Angel Down
- 2025 book jacket
- Author: Daniel Kraus
- Audio read by: Kirby Heyborne
- Genre: Paranormal fiction, Thrillers
- Set in: Meuse–Argonne offensive, France
- Published: July 2025
- Publisher: First Atria Books
- Publication place: United States
- Media type: Print, E-book, Audio
- Pages: 304
- Awards: See "Awards" section below
- ISBN: 9781668068458
- OCLC: 1460930642
- Website: Official website

= Angel Down (novel) =

2025 World War I novel by Daniel Kraus

Angel Down is a World War I novel, written as a single unbroken sentence, by American author Daniel Kraus. The protagonist is a draft dodger and then an army private who encounters an angel on the battlefield. It was published by Atria Books, an imprint of Simon & Schuster, in July 2025. The book won the 2026 Pulitzer Prize for Fiction.

==Premise==
Five American soldiers near the end of World War I, during the Meuse-Argonne offensive, are on a bloody battlefield in France. Major General Reis, who is focused on his own advancement, orders an infantryman, Private First Class Cyril Bagger to investigate an unearthly shrieking sound that is causing the troops to go insane. Bagger is sent out with four other soldiers, a group of misfits. First there is Arno, who is young and innocent. Next is Popkin who is very much a brute. Then there is Goodspeed who is nervously "squirming," and Veck, who is suffering from severe shell shock.
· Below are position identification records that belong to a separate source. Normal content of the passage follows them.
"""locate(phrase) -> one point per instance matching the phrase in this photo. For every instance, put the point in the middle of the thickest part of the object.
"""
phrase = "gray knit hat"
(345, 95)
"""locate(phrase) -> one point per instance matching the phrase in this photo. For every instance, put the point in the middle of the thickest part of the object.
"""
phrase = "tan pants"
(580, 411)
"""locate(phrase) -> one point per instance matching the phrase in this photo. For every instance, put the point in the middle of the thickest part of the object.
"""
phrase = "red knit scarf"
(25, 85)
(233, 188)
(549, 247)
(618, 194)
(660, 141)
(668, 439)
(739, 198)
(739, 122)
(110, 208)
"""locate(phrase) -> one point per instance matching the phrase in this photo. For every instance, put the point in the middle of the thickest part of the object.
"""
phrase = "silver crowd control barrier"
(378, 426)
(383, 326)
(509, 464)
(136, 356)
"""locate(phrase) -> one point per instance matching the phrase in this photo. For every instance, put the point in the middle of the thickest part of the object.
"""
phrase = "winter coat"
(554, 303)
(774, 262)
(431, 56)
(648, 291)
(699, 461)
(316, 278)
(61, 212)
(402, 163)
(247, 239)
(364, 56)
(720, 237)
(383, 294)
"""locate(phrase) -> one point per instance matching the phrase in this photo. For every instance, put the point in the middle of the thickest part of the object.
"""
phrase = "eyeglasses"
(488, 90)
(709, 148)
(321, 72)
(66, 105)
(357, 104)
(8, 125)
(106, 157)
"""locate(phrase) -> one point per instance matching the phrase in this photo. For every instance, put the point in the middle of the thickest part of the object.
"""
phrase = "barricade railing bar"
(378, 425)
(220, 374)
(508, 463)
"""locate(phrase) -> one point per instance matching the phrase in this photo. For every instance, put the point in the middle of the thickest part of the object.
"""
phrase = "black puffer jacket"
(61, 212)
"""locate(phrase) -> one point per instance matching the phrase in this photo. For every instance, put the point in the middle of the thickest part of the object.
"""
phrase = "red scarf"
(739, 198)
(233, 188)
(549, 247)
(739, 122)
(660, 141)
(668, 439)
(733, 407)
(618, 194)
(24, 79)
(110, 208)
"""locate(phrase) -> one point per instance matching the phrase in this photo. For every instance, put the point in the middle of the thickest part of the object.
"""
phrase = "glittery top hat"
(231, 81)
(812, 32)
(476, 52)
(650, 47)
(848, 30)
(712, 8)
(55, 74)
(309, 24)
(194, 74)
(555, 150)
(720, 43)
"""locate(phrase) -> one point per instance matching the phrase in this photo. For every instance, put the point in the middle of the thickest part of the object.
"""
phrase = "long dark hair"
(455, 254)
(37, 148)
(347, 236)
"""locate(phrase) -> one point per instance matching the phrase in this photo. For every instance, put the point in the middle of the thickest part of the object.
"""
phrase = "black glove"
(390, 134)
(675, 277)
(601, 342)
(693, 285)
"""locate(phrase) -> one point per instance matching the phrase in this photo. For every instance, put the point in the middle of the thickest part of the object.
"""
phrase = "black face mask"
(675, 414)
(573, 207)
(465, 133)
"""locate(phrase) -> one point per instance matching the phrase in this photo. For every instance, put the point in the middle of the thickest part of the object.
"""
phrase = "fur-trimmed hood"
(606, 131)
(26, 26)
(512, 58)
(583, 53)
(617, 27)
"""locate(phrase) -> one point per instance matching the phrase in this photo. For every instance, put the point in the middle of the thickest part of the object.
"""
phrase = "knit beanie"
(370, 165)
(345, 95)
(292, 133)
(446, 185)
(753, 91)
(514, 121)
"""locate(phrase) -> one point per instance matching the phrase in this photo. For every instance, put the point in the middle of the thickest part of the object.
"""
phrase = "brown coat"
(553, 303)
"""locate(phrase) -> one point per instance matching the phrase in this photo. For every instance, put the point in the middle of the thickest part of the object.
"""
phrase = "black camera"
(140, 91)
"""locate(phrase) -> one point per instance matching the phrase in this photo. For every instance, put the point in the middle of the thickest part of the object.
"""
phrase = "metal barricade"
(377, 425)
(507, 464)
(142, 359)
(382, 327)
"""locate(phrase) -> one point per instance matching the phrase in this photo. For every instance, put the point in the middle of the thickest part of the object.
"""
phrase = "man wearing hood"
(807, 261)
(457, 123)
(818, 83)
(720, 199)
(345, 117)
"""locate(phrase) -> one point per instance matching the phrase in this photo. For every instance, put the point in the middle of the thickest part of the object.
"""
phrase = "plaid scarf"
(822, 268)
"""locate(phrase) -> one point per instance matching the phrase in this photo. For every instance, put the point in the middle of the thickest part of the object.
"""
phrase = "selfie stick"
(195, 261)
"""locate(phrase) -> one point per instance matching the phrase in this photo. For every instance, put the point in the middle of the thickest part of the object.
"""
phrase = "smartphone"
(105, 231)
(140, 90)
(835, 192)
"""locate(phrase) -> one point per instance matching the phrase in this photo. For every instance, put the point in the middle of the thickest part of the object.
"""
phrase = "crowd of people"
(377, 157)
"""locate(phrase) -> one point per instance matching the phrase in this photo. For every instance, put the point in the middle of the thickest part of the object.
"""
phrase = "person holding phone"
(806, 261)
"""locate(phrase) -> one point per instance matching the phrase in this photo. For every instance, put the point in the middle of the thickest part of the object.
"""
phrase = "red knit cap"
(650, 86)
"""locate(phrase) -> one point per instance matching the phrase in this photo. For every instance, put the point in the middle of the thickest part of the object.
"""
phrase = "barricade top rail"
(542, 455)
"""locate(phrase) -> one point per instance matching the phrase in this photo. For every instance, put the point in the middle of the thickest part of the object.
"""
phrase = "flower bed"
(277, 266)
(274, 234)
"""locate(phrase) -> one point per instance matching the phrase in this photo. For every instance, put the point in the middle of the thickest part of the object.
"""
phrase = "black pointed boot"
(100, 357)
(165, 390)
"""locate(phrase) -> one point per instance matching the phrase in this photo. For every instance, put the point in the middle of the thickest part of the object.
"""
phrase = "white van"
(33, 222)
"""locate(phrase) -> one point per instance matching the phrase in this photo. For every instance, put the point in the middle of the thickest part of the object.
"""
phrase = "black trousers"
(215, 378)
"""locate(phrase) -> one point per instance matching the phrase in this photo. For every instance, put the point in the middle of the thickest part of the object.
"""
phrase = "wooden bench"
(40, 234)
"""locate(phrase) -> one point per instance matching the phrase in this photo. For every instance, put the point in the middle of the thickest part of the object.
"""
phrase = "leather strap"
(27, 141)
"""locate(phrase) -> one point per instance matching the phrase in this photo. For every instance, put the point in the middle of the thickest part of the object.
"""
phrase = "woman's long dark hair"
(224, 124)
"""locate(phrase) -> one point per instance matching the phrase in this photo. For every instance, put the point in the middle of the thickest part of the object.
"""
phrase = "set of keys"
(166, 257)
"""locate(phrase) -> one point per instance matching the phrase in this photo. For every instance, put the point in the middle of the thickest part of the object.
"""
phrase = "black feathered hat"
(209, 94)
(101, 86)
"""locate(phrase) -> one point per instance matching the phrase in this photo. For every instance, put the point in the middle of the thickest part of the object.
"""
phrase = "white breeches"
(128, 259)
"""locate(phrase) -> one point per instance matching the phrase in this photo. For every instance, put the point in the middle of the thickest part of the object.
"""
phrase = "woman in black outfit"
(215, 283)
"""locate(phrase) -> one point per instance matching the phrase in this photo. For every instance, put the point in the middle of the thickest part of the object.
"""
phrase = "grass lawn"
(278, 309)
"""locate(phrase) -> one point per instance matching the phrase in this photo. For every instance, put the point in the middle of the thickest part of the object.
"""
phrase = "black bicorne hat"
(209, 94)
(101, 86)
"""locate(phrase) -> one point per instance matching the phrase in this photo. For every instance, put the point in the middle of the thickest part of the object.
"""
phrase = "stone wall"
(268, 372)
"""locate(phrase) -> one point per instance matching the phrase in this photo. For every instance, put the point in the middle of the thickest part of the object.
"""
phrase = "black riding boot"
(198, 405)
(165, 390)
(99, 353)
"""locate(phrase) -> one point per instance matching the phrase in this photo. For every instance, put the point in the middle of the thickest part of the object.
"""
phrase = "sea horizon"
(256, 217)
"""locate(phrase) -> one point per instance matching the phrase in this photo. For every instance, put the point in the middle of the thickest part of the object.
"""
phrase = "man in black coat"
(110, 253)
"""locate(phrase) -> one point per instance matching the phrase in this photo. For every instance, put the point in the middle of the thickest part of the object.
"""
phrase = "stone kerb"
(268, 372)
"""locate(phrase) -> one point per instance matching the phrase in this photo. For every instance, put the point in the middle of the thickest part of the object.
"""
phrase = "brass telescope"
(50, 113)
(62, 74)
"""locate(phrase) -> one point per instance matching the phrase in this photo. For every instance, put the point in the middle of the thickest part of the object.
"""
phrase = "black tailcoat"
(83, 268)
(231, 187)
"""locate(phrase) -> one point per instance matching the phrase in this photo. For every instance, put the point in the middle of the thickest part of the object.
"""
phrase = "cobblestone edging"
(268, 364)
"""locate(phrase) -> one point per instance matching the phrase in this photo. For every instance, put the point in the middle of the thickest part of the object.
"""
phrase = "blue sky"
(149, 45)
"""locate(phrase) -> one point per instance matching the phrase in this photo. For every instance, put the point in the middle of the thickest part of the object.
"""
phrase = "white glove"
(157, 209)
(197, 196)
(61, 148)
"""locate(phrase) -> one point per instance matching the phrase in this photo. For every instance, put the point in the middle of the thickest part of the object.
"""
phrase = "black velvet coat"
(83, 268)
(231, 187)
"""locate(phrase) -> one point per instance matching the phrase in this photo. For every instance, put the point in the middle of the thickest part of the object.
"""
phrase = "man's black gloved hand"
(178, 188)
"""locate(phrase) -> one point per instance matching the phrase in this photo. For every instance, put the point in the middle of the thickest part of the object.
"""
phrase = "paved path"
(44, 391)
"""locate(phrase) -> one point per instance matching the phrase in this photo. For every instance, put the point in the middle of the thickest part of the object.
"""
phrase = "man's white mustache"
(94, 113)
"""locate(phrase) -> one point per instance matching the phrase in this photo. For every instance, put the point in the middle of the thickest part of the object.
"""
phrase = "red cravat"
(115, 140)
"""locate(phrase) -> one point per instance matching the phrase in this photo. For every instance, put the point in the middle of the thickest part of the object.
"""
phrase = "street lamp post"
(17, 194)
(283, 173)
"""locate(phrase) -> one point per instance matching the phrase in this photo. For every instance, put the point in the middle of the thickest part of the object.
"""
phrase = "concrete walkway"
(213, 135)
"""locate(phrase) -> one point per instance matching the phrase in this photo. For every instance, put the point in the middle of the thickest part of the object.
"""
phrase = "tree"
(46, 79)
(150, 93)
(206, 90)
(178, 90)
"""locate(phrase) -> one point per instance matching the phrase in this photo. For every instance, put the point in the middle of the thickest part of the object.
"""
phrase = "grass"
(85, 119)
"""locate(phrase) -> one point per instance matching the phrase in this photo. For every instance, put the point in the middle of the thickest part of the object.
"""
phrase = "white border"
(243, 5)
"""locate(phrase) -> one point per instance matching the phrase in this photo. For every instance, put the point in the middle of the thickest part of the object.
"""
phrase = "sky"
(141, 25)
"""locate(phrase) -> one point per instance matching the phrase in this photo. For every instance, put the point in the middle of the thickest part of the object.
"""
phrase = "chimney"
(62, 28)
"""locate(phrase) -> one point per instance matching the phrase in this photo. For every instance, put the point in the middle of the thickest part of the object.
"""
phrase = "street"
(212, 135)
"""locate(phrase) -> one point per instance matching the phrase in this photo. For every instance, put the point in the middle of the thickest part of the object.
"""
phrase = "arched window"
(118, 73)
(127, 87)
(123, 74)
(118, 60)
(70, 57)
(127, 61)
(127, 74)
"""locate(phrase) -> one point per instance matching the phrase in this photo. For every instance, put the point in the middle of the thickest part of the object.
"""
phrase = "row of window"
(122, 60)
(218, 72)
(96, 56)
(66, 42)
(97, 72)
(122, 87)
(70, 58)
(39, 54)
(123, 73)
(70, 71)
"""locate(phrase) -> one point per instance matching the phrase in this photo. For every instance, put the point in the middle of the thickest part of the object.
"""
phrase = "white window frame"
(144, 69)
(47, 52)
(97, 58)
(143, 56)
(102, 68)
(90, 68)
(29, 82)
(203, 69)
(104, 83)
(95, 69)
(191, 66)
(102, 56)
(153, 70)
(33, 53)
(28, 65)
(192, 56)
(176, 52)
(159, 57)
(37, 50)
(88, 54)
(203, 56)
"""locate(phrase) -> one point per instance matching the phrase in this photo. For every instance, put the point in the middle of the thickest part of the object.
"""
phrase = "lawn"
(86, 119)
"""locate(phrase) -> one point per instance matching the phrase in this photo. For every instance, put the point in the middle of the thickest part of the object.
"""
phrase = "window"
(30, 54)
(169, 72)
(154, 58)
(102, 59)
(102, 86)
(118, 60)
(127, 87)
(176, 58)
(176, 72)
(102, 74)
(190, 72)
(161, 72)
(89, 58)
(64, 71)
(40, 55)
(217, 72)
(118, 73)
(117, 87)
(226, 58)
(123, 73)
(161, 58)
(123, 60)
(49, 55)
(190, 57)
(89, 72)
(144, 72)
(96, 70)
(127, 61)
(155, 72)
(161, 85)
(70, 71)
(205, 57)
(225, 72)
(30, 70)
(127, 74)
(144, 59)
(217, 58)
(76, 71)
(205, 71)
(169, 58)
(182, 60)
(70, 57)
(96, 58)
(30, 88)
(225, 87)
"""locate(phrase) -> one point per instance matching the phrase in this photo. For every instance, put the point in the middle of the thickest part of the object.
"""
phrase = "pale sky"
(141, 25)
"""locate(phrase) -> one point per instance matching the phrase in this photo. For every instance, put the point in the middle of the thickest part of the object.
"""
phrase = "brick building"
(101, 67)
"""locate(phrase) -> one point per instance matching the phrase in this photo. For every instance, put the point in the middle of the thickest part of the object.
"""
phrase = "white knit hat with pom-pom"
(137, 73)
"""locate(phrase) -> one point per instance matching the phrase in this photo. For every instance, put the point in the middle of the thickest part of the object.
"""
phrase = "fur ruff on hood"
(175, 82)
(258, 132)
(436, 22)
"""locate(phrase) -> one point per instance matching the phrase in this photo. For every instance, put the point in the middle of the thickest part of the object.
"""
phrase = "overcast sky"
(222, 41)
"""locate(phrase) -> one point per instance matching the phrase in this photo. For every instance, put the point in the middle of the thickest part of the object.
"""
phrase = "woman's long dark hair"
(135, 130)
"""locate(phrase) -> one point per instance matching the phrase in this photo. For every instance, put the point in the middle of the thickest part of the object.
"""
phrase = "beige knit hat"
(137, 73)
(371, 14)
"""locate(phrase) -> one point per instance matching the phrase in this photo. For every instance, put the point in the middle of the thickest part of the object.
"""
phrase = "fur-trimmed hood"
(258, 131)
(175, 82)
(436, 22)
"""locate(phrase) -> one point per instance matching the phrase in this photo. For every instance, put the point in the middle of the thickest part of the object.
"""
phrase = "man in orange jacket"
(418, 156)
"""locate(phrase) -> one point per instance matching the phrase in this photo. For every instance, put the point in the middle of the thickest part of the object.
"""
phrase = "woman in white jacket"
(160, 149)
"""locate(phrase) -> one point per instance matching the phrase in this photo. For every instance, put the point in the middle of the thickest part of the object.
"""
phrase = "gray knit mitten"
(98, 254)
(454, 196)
The five men discover the source of the sound is an angel, and she looks like women that each of the men recognize. She is tangled in barbed wire and emitting a very bright aura. They believe Major General Reis will try to exploit the angel for his own benefit and career advancement. Determined to keep her away from Reis, the soldiers desert their post. They carry the angel, dodging artillery fire while arguing with each other. Each man tries to gain favor with the angel hoping she will grant their personal wishes.

==Writing style==
According to Publishers Weekly, Kraus builds the tension with the rhythm of his writing, creating a sense of non-stop action because the entire story is a single sentence. Despite the pacing, the writing is also poetic, as there are lyrical passages like "Bagger sits up with vision aswirl and shoos away the filthy pelt of air, the pigeon-gray smoke and eyeball-white fog". Ben H. Winters of The New York Times says that this novel starts at the outset in the middle of a sentence and in the middle of a battle, while the narrative ends in a comma indicating that there is no conclusion, only continuation.

Winters also says that the text shows an exemplary example of the "additive style", in which the "writer's prose is associative and spontaneous, piling up new facts and ideas without necessarily spelling out their relationships. The additive style — as distinct from the precise and ordered subordinating style — suggests that the relationship between events, their quote-unquote 'meaning,' is as uncertain in stories as it is in life."

According to Kirkus Reviews, Kraus structured the entire novel as one extended run-on sentence, broken up only by paragraph indentation. This structure works by "giving the story a relentless and intense rhythm."

==Themes==
Kirkus Reviews says that in the realm of horror, the novel vividly portrays the violence, and blood and guts of the battlefield. This continuous run-on sentence structure is applied to "keep a story moving." According to Kirkus Reviews, the latter part of the book asks philosophical questions about: Why people seem naturally inclined to wage war. What force or idea might be strong enough to stop this cycle of conflict. Charlie Jane Anders, reviewing the book for The Washington Post said, "...Angel Down jabs at the relationship between religion and patriotism, and the ways they combine to drive people into the meat-grinder of war.

==Reception==
According to Publishers Weekly, the novel is a vigorous and fresh take on the war novel genre. Winters, of The New York Times says, "Angel Down, mysterious and full of grace, may work a similar power on its readers, even as it walks the fields of death." In awarding the novel the Pulitzer Prize for Fiction, it was described as a "breathless novel of World War I, a stylistic tour-de-force that blends such genres as allegory, magical realism and science fiction into a cohesive whole, told in a single sentence."

==Awards==
In 2025, this received recognition from the following publications:

- New York Times Top 10 Books of 2025
- People Magazine Best Books of 2025
- New York Times Notable Book of 2025
- Vulture Magazines Best Books of 2025
- New York Times Editors' Choice
- Financial Times Best Book of 2025
- Vulture – The 16 Best Horror Books of 2025
- Chicago Review of Books – 12 Must-Read Books of July 2025
- Pulitzer Prize for Fiction (2026)

==Film adaptation==
In January 2026, a film adaptation was announced to be in development at Imagine Entertainment, who produced a film adaptation of Kraus's previous novel Whalefall.